In May this year, the UK’s data protection act will be changed to the General Data Protection Regulation, known as GDPR. This new law places much tougher restrictions on how companies, schools and any business uses personal customer data.
The development of this reform has emerged following the hacking of major organisations including Linkedin and eBay. The number of data breaches against companies and individuals is rising year-on-year and GDPR is set to punish websites and business owners that do not look after data seriously and put people at risk. In accordance with the new laws, we look at some of the ways to get your website ready.
Be careful with mailing lists
Some important changes to data protection now mean that you cannot add people to your mailing list without them physically opting in. This has been the case for several years but now potential penalties have been increased from £500,000 to £20 million euros, making it a real game changer.
A common tactic by websites is to automatically subscribe you if you have made an enquiry, comment or purchase. This is not the same as being subscribed and now websites have to be more careful. This can be achieved my making much stronger opt-ins and making the messaging much clearer.
There is an ongoing debate as to whether businesses should ask all their users to opt in again from scratch, and this could cause companies to lose thousands and millions of subscribers overnight if users are unresponsive.
Have a strong privacy policy
If they do not already, each website should have a strong and detailed privacy policy in place for May 2018. This page should clearly inform subjects how long the data will be stored for and who they should contact if they have any questions relating to their data.
To be compliant, websites should give users a simple way to request their data and receive a copy by email or post and some companies are willing to send the customer’s data in a USP stick.
Add encryption
Websites are strongly encouraged to add extra encryption to their website to avoid the threat of hackers or data breaches. Again, this is something that has been recommended for some time but GDPR means it could be compulsory.
Websites can purchase an SSL certificate which makes the site start with https instead of http and this adds a layer of encryption, making it harder for hackers to access the back of the site. The average cost of an SSL certificate is around £100 from the likes of GoDaddy and Heart Internet, although some packages will include this for free.
Other encryptions include the development of specific IDs for customers. So in the event that data is stolen, the names of customers will not be available since it will be under a number or ID. Websites that hold databases are encouraged to tighten up their security and can use companies such as Mongodb and Grakn AI to be effective.
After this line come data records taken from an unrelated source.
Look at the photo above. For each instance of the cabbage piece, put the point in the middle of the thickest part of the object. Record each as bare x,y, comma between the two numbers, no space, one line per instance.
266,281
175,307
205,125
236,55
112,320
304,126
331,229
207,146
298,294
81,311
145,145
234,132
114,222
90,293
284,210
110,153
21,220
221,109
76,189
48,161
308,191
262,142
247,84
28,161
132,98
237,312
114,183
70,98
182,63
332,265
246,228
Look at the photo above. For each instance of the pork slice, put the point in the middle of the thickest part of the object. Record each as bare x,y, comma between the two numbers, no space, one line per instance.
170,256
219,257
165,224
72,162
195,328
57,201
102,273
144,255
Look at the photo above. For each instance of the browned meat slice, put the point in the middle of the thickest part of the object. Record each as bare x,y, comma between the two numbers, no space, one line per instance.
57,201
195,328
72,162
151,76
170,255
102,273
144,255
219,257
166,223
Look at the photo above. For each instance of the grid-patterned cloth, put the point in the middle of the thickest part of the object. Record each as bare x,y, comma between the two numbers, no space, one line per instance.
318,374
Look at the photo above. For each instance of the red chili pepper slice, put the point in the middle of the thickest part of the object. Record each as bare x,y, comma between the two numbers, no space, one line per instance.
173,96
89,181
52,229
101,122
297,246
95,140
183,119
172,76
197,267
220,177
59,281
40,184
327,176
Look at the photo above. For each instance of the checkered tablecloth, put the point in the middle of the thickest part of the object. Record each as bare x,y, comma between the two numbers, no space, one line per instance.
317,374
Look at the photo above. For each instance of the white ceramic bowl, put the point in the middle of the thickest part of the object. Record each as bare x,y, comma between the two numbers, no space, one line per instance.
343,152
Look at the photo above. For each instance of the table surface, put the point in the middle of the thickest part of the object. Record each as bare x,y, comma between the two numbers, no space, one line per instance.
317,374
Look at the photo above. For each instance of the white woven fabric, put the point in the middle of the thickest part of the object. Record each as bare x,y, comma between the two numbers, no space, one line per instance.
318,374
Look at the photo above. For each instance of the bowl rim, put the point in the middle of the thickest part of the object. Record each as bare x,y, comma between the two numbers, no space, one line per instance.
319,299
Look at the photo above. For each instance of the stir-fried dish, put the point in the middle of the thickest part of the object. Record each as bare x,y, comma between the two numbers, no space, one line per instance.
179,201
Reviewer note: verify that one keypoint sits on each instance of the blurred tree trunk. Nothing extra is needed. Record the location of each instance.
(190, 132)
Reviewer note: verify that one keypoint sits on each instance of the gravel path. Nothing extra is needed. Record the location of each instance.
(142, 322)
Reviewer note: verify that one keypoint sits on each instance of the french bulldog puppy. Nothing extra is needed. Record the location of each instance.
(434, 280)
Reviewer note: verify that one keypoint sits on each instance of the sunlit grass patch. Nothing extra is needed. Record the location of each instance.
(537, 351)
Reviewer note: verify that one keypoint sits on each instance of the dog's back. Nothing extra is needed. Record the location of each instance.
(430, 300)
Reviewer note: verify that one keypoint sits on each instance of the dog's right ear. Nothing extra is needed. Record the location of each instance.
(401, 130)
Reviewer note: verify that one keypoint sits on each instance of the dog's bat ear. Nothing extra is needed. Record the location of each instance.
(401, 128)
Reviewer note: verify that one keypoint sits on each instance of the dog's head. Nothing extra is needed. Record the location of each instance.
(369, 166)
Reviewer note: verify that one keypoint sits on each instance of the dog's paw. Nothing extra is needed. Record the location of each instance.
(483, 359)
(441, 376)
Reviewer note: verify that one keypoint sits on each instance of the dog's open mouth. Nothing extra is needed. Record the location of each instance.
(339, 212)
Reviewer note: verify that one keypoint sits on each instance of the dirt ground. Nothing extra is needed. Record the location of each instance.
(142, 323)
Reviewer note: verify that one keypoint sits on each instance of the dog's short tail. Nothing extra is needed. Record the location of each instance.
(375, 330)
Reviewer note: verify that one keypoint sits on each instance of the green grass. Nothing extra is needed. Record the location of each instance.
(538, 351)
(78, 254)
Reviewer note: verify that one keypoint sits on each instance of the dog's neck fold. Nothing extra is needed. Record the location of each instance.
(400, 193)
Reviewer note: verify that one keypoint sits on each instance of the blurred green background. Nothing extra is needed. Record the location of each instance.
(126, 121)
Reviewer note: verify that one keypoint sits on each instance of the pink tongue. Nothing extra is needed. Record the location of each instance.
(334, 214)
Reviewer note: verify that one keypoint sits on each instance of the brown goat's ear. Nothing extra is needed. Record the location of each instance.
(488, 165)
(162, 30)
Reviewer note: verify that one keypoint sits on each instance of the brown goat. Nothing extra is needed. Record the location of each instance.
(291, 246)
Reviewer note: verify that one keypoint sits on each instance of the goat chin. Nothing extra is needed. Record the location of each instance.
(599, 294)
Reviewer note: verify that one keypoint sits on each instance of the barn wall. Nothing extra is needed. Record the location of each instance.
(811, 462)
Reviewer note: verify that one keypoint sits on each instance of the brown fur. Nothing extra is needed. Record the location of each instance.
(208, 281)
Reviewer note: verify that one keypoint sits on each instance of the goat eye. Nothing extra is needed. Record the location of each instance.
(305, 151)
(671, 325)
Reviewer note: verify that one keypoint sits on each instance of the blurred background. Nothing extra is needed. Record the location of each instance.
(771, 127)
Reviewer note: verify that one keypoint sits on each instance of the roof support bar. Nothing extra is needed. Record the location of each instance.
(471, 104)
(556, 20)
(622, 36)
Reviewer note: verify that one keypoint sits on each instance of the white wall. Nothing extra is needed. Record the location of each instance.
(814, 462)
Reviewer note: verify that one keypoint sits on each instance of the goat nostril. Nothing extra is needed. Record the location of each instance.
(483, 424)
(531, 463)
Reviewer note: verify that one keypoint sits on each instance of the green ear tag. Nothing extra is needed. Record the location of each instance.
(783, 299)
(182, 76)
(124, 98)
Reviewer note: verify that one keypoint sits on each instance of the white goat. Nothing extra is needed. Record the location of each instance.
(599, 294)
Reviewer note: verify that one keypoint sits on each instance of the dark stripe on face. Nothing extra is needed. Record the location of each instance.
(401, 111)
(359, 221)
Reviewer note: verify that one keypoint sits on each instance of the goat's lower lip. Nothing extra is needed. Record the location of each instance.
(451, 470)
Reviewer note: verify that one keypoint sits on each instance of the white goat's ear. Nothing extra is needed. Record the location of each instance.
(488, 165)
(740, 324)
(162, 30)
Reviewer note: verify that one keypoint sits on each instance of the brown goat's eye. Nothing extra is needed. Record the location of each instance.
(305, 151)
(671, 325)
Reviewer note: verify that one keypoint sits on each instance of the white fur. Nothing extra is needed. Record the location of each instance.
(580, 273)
Allow deletion of customer information
Internally, a company must now create a way for someone’s data to be fully removed from their system. This is not just opting someone out of weekly newsletters. It is a case of completing wiping the person’s information off the system if they have requested this.
Handle submissions and applications with care
GDPR requires websites to state what data is being processed and for what purposes. For instance, those looking for a car insurance quote or loan will be accustomed to filling in details – but now there requires greater transparency over what these details are for.
Websites will need to take advice from compliance as to whether it is sufficient to include this information in the privacy policy or mention it clearly within an online form or on the ‘thank you page.’